The term interlocutory order has not been defined in the code, it has been noted in the case reported in Parameswari Devi Vs State – AIR 1977 SC 403= 1977 SCC CRL. 74 . Since the term interlocutory order has not been defined it is very difficult to come to a conclusion as to whether we are challenge a particular order under revisional jurisdiction or not. This doubt arising in mind can be rectified if legislators introduce definition clause or introduce list of interlocutory orders that are amenable to revision u/s. 397 Cr.P.C. Now, we can understand the same from decided cases.

No doubt a law must be clear cogent and should not give any confusion. Since, the term interlocutory order has not been defined nor can we gather meaning of interlocutory order from the language of Section 397 of Cr.P.C. So, we are under some confusion whether to file revision case or to challenge under inherent powers of High Court.

It is to be pointed out here that the learned judicial magistrates during pre-cognizance stage and post-cognizance stage have been passing many orders like remanding an accused to police custody, bail orders, interim custody of property, issuing summons and order u/s. 91 Cr.P.C., discharge of an accused and other orders both at the hands of prosecution and accused. Since there is no definition of interlocutory only after getting rejection of Revisional Court that revision is barred u/s. 397(2) Cr.P.C., we are able to move an application under inherent powers of High Court, so parties right to move sessions court is lost and one more right to move High Court is also lost. So the law makers have to think to define interlocutory order. Delayed justice is denied justice because of this confusion in many maters, parties cannot file proper case before court concerned.

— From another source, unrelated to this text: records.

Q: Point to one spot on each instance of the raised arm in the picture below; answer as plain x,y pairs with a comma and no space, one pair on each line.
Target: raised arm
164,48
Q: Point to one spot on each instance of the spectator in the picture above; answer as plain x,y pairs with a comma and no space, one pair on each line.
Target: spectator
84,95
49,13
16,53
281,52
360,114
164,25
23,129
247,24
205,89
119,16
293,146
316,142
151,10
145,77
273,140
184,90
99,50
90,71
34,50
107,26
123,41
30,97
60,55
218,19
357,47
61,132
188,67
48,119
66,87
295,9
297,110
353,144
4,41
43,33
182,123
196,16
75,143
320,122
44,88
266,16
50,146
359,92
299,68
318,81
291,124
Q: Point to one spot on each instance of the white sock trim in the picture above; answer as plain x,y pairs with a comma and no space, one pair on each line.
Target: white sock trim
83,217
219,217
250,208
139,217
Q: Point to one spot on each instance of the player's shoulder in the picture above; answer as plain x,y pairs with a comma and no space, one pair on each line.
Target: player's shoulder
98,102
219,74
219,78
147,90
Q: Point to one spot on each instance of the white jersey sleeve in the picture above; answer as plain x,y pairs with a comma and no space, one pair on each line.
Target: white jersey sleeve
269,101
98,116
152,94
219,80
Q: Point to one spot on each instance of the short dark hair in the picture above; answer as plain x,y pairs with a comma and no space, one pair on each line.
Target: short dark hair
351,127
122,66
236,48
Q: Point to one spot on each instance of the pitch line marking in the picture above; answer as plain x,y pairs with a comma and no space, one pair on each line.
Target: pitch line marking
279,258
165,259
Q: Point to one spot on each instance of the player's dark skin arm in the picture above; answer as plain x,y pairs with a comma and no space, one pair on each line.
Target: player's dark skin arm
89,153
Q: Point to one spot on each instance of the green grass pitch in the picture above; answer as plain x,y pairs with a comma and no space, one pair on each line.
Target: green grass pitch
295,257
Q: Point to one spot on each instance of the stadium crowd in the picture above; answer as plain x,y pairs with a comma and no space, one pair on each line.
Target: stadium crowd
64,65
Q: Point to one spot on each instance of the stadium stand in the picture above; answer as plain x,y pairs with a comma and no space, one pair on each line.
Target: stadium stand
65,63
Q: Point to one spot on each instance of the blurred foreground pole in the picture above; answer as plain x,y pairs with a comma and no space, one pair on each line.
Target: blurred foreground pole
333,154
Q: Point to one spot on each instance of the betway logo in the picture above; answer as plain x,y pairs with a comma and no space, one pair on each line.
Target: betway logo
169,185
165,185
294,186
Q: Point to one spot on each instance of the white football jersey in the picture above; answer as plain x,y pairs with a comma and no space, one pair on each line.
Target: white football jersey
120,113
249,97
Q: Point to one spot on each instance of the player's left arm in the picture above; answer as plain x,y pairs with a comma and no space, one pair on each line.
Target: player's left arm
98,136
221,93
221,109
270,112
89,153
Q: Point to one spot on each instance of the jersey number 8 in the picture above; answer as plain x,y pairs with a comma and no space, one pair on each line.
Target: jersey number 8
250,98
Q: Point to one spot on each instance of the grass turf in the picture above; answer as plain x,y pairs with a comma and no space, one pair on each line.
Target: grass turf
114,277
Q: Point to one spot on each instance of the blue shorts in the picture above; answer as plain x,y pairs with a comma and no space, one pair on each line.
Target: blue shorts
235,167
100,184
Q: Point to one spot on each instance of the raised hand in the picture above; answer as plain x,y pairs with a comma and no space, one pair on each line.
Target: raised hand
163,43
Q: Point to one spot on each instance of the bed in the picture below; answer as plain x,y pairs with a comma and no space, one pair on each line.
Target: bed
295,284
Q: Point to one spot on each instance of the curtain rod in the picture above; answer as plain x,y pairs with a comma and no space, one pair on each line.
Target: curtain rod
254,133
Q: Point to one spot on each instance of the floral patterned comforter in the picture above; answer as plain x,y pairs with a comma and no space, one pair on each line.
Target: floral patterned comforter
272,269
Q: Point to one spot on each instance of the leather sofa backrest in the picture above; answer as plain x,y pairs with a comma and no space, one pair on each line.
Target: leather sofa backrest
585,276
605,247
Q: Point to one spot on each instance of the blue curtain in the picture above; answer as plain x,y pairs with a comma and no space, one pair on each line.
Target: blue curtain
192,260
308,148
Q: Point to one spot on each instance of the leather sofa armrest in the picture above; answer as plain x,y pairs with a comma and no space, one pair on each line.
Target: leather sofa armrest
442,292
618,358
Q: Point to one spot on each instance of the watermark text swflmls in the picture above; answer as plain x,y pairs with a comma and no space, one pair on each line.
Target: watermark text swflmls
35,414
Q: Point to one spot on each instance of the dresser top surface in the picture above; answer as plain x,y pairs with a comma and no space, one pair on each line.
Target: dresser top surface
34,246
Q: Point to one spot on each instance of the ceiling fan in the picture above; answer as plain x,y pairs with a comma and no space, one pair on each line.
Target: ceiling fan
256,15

Examples of interlocutory orders

Summoning of witness and bail orders are interlocutory orders.

Amarnath Vs State – 1977 SCC Crl.585 . The orders issued during the pendency of proceedings without reaching any finality such as summoning of witness releasing an accused on bail are interlocutory orders.

In Sethuraman Vs Rajamanickam – 3. 2009 2 SCC Crl. 627 reported in, it has been held that orders issued u/s. 91 and 311 Cr.P.C., are interlocutory orders.

In Rajendra kumar sitaram pande Vs Uttam – AIR 1999 SC 1028 = 1999(3) SCC 134 it has been held that the order directing issuance of summon is purely interlocutory order and so revision is barred.

Remedy against interlocutory orders

It is needless to say that the aggrieved person on the interlocutory orders are not remediless, they can very well invoke the jurisdiction of high court u/s. 482 Cr.P.C., as decided in the following cases.

i) Prem & others Vs Budharam – 2000 Crl.LJ 790

ii) H.Mohammed Ibrahim Vs State – 2008(2) MLJ Crl. 394

iii) Municipal Corporation of Delhi Vs Ram Kishan rohtagi and other – AIR 1983 SC 67

Section 482 Cr.P.C., has a different parameter and this provision is not controlled by Section 397(2) Cr.P.C. So in appropriate case, the High Court can interfere with the interlocutory order u/s. 482 Cr.P.C.

CONCLUSION

As discussed above it is just and necessary to define the term interlocutory orders in order to avoid multiplicity of proceedings.